9.4 NON-DISCRIMINATORY MEASURES II: Kraus [1993] - A German national obtained a UK postgraduate academic title that was not authorised by German law. It was held that "Article 49 precludes any national measure... applicable without discrimination on grounds of nationality, is liable to hinder or to render less attractive the exercise by Union standards."
10 Cross Border Element
10.1 The provisions on freedom of establishment, do not apply to wholly internal situations Kraus [1993]
10.2 Claimants must show some type of cross-border element, needn't be a physical move from one MS to another. Can cover, acquiring a qualification in another MS.
11 MARKET ACCESS LIMITS/ Remoteness test: Commission v Italy (“Lawyers’ Fees”) [2011] - The measure will be deemed restrictive if it deprives individuals or companies "of the opportunity of gaining access to the market of the host Member State under conditions of normal and effective competition.” So no obstacle to market access no restriction imposed.
12.1 EXPRESS DEROGATION: Can be applied to both distinctly and indistinctly applicable measures. Art 51 TFEU - Exercise of official authority & Art. 52 TFEU - Public policy, public security or public health
12.2.1 PUBLIC INTEREST REQ.: As per Haim II [2000] - A language requirement can constitute a valid justification. "Dialogue with patients, c compliance with rules of professional conduct and law specific to dentistry in the Member State of establishment and performance of administrative tasks require an appropriate knowledge of the language of that State.”
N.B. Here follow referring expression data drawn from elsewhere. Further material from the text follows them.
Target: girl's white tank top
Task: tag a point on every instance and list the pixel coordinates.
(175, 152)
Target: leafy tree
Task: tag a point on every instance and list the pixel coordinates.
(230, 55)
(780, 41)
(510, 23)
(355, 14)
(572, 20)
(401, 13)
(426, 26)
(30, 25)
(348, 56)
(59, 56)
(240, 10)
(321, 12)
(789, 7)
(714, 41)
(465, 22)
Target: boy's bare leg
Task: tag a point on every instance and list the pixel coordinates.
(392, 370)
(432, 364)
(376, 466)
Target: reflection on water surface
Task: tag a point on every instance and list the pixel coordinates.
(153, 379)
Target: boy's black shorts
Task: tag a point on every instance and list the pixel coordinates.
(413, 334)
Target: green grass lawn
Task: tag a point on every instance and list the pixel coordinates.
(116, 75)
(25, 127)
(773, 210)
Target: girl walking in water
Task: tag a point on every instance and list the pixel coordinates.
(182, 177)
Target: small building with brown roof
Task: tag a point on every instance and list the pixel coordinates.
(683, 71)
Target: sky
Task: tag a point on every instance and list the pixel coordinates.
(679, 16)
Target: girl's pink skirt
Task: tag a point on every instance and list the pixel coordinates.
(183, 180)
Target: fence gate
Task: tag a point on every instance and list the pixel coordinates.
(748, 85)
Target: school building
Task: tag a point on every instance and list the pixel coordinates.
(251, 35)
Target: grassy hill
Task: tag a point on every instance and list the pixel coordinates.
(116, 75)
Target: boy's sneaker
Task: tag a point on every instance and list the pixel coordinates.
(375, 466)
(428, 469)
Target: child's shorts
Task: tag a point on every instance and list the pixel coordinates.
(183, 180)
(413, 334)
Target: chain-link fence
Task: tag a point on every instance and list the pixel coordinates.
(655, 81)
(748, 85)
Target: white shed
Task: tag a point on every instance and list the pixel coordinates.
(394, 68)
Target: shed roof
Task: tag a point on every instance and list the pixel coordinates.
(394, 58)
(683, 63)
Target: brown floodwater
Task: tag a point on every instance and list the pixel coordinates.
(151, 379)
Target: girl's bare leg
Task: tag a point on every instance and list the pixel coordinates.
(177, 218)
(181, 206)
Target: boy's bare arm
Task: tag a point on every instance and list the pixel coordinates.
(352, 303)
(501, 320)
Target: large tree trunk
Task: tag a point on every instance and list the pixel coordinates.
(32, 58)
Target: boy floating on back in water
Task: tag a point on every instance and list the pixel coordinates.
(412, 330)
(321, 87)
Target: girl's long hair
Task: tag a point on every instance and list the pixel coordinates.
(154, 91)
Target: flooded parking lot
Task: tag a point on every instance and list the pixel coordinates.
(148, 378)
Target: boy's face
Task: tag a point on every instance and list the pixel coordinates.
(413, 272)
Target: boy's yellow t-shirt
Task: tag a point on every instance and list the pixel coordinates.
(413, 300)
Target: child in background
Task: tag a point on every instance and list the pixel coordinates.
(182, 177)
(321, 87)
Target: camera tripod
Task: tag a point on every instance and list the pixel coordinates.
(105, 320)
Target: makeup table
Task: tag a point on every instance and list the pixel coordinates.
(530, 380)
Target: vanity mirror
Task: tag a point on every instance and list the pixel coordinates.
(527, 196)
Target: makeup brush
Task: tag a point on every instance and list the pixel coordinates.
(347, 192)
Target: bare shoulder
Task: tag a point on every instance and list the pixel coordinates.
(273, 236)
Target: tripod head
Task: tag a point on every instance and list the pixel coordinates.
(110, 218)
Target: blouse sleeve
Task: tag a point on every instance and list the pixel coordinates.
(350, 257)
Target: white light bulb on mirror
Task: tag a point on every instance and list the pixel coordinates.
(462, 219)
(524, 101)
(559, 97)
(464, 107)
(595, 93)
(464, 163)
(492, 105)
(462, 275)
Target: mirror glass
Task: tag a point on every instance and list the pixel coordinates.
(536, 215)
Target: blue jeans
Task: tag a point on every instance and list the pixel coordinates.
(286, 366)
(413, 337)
12.2.2 Gullung [1988] - Registration requirement is allowable so long as it was non-discriminatory... “to ensure the observance of moral and ethical principles and the disciplinary control of the activity of lawyers and thus pursues an objective worthy of protection.”
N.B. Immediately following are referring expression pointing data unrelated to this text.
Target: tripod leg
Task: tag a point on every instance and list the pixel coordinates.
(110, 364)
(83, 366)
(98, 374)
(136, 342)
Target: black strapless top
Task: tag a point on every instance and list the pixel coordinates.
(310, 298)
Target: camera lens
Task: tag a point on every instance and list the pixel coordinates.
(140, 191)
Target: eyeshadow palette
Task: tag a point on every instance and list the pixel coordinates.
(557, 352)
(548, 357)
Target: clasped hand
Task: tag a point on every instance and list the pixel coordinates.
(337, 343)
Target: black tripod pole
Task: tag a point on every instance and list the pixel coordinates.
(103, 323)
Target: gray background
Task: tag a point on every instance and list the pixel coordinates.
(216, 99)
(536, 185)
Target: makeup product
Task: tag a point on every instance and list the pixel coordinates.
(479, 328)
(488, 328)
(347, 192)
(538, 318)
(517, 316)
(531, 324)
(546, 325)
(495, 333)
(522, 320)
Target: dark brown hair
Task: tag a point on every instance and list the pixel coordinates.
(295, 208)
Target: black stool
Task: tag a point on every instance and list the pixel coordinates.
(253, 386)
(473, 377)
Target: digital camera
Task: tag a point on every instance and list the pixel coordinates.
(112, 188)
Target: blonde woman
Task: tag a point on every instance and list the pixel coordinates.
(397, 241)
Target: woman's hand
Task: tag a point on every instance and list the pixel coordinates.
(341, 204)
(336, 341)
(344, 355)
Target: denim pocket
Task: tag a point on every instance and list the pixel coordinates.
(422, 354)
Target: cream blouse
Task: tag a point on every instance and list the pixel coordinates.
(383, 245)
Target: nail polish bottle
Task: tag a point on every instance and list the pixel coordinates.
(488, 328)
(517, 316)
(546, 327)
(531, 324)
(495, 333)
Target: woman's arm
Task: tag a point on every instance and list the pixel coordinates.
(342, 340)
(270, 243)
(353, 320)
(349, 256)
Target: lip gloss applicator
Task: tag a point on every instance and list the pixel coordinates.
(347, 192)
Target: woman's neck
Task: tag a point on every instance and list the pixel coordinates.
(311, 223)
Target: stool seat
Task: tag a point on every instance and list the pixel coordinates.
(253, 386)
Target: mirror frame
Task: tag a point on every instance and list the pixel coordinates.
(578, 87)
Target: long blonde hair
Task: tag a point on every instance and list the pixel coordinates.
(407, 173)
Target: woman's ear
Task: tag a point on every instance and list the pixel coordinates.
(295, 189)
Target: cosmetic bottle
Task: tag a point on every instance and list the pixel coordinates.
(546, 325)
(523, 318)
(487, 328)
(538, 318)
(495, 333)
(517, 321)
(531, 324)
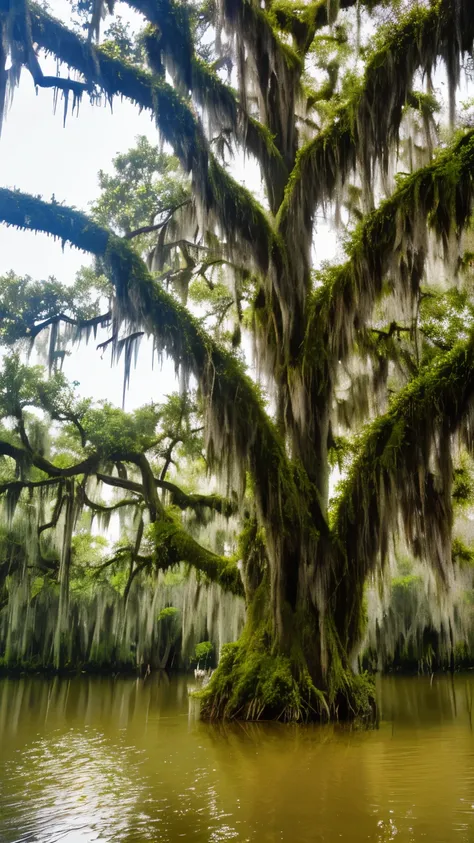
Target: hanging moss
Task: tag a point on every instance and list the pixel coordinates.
(177, 124)
(388, 249)
(174, 545)
(403, 470)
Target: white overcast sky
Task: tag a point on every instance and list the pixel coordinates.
(40, 156)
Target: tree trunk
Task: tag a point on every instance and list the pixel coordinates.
(292, 661)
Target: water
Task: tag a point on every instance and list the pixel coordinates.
(95, 759)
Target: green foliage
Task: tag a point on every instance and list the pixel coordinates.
(112, 431)
(146, 185)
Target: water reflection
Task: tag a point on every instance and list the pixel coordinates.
(92, 759)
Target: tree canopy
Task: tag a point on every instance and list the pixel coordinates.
(366, 363)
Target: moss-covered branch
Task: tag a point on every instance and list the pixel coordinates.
(178, 126)
(302, 20)
(240, 437)
(402, 477)
(170, 38)
(185, 500)
(178, 546)
(390, 244)
(365, 128)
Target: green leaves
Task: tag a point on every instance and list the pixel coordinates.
(145, 187)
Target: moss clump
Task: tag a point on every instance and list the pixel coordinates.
(253, 682)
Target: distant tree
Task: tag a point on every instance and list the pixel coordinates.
(329, 113)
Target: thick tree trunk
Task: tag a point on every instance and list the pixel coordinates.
(297, 670)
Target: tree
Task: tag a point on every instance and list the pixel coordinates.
(55, 462)
(323, 341)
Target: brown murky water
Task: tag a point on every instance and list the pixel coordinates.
(91, 759)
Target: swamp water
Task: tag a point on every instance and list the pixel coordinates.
(96, 759)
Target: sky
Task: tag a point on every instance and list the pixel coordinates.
(41, 156)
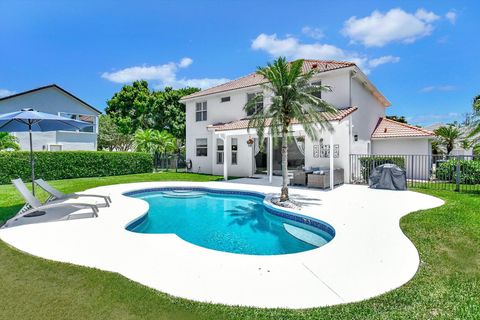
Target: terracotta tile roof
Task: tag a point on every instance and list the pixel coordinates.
(254, 79)
(243, 123)
(387, 128)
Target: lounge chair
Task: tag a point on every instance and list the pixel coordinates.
(56, 194)
(35, 211)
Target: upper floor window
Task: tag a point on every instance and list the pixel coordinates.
(259, 104)
(234, 150)
(202, 147)
(317, 94)
(81, 117)
(201, 111)
(220, 153)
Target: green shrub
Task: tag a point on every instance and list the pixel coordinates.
(469, 171)
(367, 164)
(72, 164)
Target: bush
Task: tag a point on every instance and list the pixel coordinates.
(469, 171)
(367, 164)
(72, 164)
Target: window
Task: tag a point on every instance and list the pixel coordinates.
(234, 150)
(319, 93)
(259, 105)
(220, 151)
(81, 117)
(202, 148)
(201, 111)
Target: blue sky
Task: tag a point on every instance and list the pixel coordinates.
(422, 55)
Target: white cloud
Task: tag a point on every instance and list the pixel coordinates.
(382, 60)
(165, 75)
(6, 92)
(292, 48)
(315, 33)
(185, 62)
(451, 16)
(447, 87)
(396, 25)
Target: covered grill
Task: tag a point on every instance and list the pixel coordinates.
(388, 176)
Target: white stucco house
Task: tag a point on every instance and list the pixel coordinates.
(217, 139)
(55, 100)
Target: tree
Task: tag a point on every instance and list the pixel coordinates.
(8, 142)
(448, 136)
(114, 136)
(168, 112)
(133, 102)
(144, 109)
(154, 141)
(398, 119)
(292, 97)
(475, 119)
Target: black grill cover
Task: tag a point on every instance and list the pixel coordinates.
(388, 176)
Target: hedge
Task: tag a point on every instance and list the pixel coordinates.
(469, 171)
(367, 164)
(72, 164)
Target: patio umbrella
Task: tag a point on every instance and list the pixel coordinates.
(31, 120)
12.2.3 Gebhard [1995] - Restrictive measures can be justified if "applied in a non-discriminatory manner; justified by overriding reasons based on the general interest; suitable for securing the attainment of the objective which they pursue; and they mustn't go beyond what is necessary in order to attain that objective.”
12.2.4 To maintain standards of the professions indistinctly applicable measures that are restrictive are often justifiable. Vlassopoulou [1991] - Art. 49 does not prevent MS from conducting checks to ensure that that foreign nationals hold the knowledge and qualifications required by national provisions for that profession (qualifications).